Saturday, June 29, 2013

The Chicago Blackhawks Dropped the Flag

The City of Chicago is celebrating, but I'm not.  Our hockey team, the Blackhawks, have won the Stanley Cup.  Apparently that's the equivalent of baseball's World Series, which I will celebrate when the Cubs win.  Yeah, I know—I'm not holding my breath.  Back around the Turn of the Century (the last one, 1900 or so) Sam Sianis of Billy Goat's tavern tried to take his goat to a baseball game at Wrigley Field.  The Wrigley's refused to allow him to bring the goat into the ballpark and he cursed the Cubs.  They haven't won a World Series since.  I'm not sure if they've even played in one.  In my lifetime they've come close to winning the National League pennant twice, but lost to the New York Mets in 1969 and the San Diego Padres in 1984 (darned clay infield!).  Mr. Sianis' nephew brought a goat into Wrigley Field at the Millenium, but the Cubs still haven't made it.  Apparently his uncle had some pretty strong mojo.  After all, he was the inspiration for the Saturday Night Live "Cheesburger, Cheesburger" skits.

I was raised as a Cubs fan and my heroes were people like Ernie Banks who patiently played first base and hit balls into the bleachers and out onto Waveland and Sheffield Avenues without once ever playing in a World Series game.  Back then players were not free to leave a losing team in favor of a winning one or tell their agents to "show them the money."  Nor did they fight with the umpires (much) or hurl obscenities at the umps or the fans.  There was such a thing as sportsmanship, and that's why my family watched baseball and not hockey.  They didn't approve of people beating each other up with the implements of their sport.

But that's just a part of the game and always has been, apparently, and I wouldn't bother to blog about it.  I'd be glad our Chicago team won and go my own way as I usually do when any of our other teams win.  I am, however, angry at the Blackhawks.  A few years ago I was at the United Center for a performance of the circus and I was dismayed when I was caught in the concourse during the National Anthem and everyone out there but me ignored the song.  I wrote an essay called "The Flag Drooped," and submitted it to the National Veterans' Creative Arts Competition where it won a Bronze Medal.  Well, the flag practically lay on the floor during the hockey playoff that I witnessed on TV when I was caught at Buffalo Wild Wings playing trivia during a recent playoff game.

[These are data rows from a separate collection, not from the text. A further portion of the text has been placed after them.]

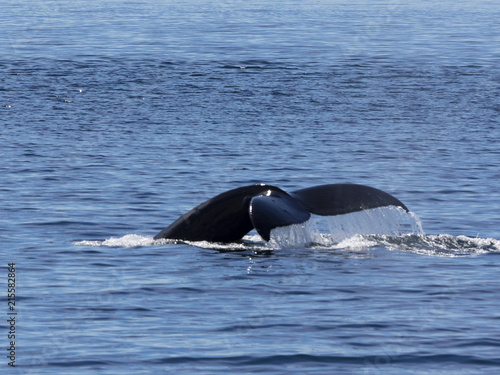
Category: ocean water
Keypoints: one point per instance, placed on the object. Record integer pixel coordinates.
(118, 116)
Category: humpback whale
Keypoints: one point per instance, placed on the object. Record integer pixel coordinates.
(227, 217)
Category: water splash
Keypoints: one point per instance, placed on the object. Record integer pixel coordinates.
(392, 221)
(388, 227)
(129, 240)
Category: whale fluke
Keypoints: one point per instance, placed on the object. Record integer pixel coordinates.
(229, 216)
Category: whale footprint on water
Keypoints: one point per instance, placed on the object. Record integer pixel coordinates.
(227, 217)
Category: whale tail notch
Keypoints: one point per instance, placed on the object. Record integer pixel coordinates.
(230, 215)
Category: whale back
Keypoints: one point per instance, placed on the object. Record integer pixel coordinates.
(223, 218)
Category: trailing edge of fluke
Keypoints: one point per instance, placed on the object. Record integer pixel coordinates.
(230, 215)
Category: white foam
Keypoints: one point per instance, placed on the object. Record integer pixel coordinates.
(129, 240)
(392, 221)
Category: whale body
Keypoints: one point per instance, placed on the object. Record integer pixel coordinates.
(227, 217)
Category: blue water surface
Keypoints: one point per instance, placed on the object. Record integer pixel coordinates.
(118, 116)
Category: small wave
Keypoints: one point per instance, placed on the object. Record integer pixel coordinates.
(129, 240)
(440, 245)
(308, 235)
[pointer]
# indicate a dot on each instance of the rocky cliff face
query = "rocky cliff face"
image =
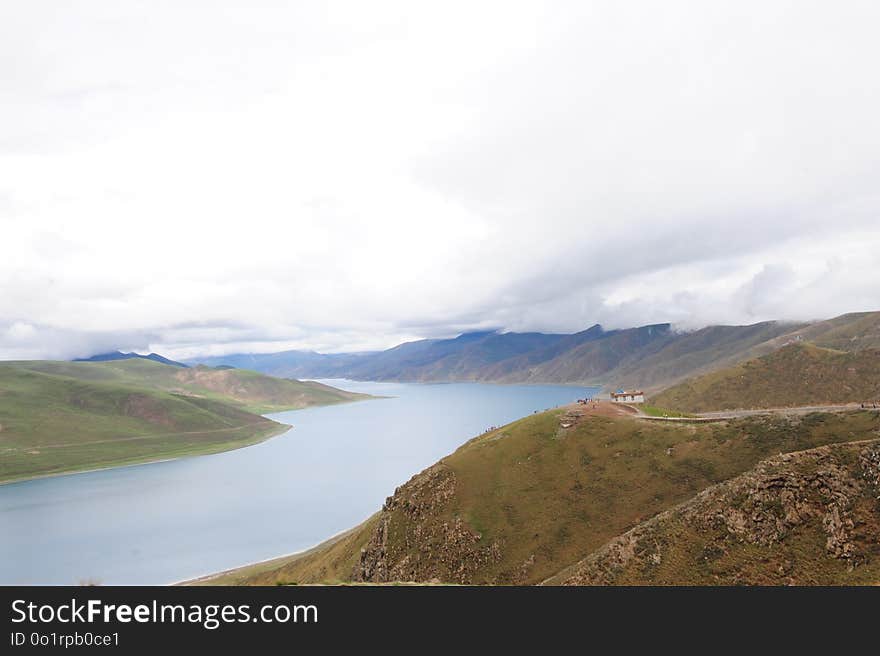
(412, 541)
(811, 517)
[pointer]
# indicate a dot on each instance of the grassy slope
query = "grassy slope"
(541, 497)
(59, 417)
(809, 518)
(797, 374)
(248, 389)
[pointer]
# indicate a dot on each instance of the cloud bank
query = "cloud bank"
(205, 177)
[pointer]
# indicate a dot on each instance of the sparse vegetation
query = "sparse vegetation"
(795, 375)
(523, 508)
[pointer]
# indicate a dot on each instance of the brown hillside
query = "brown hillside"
(519, 504)
(795, 375)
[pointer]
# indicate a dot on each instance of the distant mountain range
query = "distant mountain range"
(119, 355)
(651, 357)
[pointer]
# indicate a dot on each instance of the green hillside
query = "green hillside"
(796, 375)
(520, 504)
(61, 416)
(248, 389)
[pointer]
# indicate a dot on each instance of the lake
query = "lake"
(169, 521)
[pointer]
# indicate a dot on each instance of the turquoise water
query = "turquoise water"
(168, 521)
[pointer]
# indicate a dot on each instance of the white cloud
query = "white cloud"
(201, 176)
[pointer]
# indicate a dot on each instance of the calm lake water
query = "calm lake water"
(169, 521)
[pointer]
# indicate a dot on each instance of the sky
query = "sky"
(207, 177)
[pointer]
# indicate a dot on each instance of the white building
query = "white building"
(631, 396)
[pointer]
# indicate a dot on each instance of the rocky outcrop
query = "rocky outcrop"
(818, 506)
(419, 538)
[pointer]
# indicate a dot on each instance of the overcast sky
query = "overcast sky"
(207, 177)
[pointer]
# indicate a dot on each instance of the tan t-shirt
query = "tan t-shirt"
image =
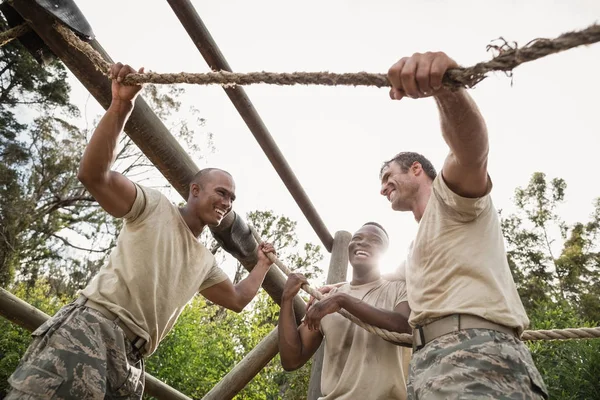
(358, 364)
(457, 262)
(156, 268)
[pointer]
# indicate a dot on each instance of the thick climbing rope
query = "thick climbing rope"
(406, 339)
(13, 33)
(507, 59)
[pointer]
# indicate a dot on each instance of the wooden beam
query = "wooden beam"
(267, 348)
(246, 369)
(30, 318)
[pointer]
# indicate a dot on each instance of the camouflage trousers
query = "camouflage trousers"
(474, 364)
(78, 354)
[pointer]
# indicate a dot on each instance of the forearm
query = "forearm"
(101, 150)
(463, 126)
(290, 341)
(247, 288)
(384, 319)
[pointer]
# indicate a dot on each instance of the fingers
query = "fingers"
(312, 319)
(119, 71)
(125, 70)
(266, 247)
(439, 66)
(419, 76)
(408, 77)
(422, 74)
(397, 92)
(325, 289)
(114, 70)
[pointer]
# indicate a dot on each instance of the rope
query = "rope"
(460, 77)
(507, 59)
(13, 33)
(406, 339)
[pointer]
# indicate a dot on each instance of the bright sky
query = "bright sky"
(335, 139)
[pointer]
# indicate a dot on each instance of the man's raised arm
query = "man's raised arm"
(296, 344)
(112, 190)
(463, 127)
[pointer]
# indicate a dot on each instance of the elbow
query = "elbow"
(289, 365)
(88, 178)
(239, 305)
(237, 308)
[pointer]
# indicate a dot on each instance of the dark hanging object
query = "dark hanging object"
(235, 237)
(66, 11)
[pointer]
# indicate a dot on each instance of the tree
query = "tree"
(556, 267)
(544, 269)
(24, 85)
(49, 225)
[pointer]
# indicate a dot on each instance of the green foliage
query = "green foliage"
(558, 283)
(570, 368)
(14, 339)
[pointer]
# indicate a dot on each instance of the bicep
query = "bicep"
(466, 180)
(311, 340)
(223, 294)
(115, 193)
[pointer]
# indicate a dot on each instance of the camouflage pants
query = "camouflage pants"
(474, 364)
(78, 354)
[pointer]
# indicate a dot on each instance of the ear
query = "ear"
(194, 189)
(416, 168)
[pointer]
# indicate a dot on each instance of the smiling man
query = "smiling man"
(466, 312)
(356, 363)
(94, 348)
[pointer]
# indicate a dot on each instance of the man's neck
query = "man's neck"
(421, 200)
(193, 222)
(360, 277)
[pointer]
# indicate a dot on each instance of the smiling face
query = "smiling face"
(367, 246)
(212, 196)
(400, 187)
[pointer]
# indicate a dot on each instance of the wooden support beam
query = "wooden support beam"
(29, 317)
(246, 370)
(338, 268)
(144, 127)
(191, 21)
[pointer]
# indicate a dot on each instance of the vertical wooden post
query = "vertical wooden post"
(338, 267)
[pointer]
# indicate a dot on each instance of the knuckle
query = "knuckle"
(405, 74)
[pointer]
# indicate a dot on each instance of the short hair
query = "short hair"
(406, 159)
(379, 226)
(201, 175)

It was bad enough that very few of the fans bothered to salute properly during the performance of the Star Spangled Banner.  There was a murmur in the background that almost drowned the song out.  People weren't even keeping quiet.  I've grown to expect that.  If they teach respect for the flag, the Pledge of Allegiance, or the National Anthem in school, those lessons don't seem to last past the schoolyard gate.  But one would at least expect the athletes to stand still with their hands over their hearts during the performance, as my Cubs used to.  I realize these are not intelligent people and I'm not suggesting we idolize or deify them, but they're the guys on camera and the fans do idolize them.  Companies pay millions of dollars to advertise their wares during these games, and these men make millions of dollars to skate around and hit a piece of rubber with wooden sticks.  The least they can do is stand still with their hands over their hearts during the National Anthem.

I realize many of these guys are not from the United States.  I get a lot of e-mails from my very conservative sister about how people who drive around displaying the flags of other countries from their car windows should get with the program, get green cards, learn English, pay taxes, and display the US flag or go home.

Well, these guys have green cards, they speak enough English to do TV interviews, and they have accountants to evade taxes just like all the other millionaires in this country.  And there they were, on camera, every one of them holding their hockey sticks in their right hands and fidgeting throughout the Star Spangled Banner.  I was absolutely disgusted.

I do not congratulate them on their win.  I am ashamed that they play in my city.  As far as I'm concerned, the flag didn't just droop—the Chicago Blackhawks dropped it.  I forget how many demerits that would have cost a company when I was in Navy boot camp, but I think it would have meant at least an extra week of boot camp doing nothing but cleaning toilets with toothbrushes.  Maybe someone should make the Blackhawks do that.